On 8/3/21 7:21 PM, Zhu Yanjun wrote:
On Wed, Aug 4, 2021 at 10:03 AM Shoaib Rao <rao.shoaib@xxxxxxxxxx> wrote:
On 8/3/21 5:51 PM, Zhu Yanjun wrote:
On Wed, Aug 4, 2021 at 7:53 AM Shoaib Rao <rao.shoaib@xxxxxxxxxx> wrote:
Hi Zhu,
Any update on your testing after applying Bob's fixes
Do you read my problem carefully?
I mean that before your commit, the whole rxe can work well.
After your commit, the rxe can not work well.
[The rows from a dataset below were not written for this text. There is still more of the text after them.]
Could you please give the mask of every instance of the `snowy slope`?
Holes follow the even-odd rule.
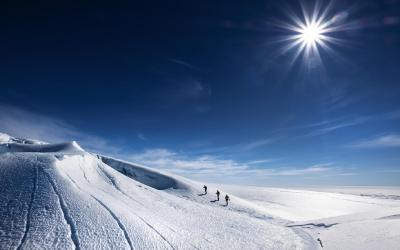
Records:
[[[202,185],[0,134],[0,249],[313,249],[302,229]],[[210,187],[210,191],[213,188]]]
[[[305,230],[324,249],[400,249],[399,187],[223,188]]]
[[[0,133],[0,249],[400,249],[400,188],[202,186]]]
Please reproduce this problem in your host and fix it.
Zhu Yanjun
You posted
In my daily tests, I found that one host 5.12-stable, the other host
is 5.14.-rc3 + this commit.
rping can not work. Sometimes crash will occur.
It seems that changing maximum values breaks backward compatibility.
But without this commit, that is, 5.12-stable <-------> 5.14-rc3,
rping can work well.
Zhu Yanjun
I am not sure how you made rxe to work because it did not work for me
and neither for Bob. Since then, Bob has posted patches for the issue. I
also posted that my changes work on 5.13.6 kernel. emails attached.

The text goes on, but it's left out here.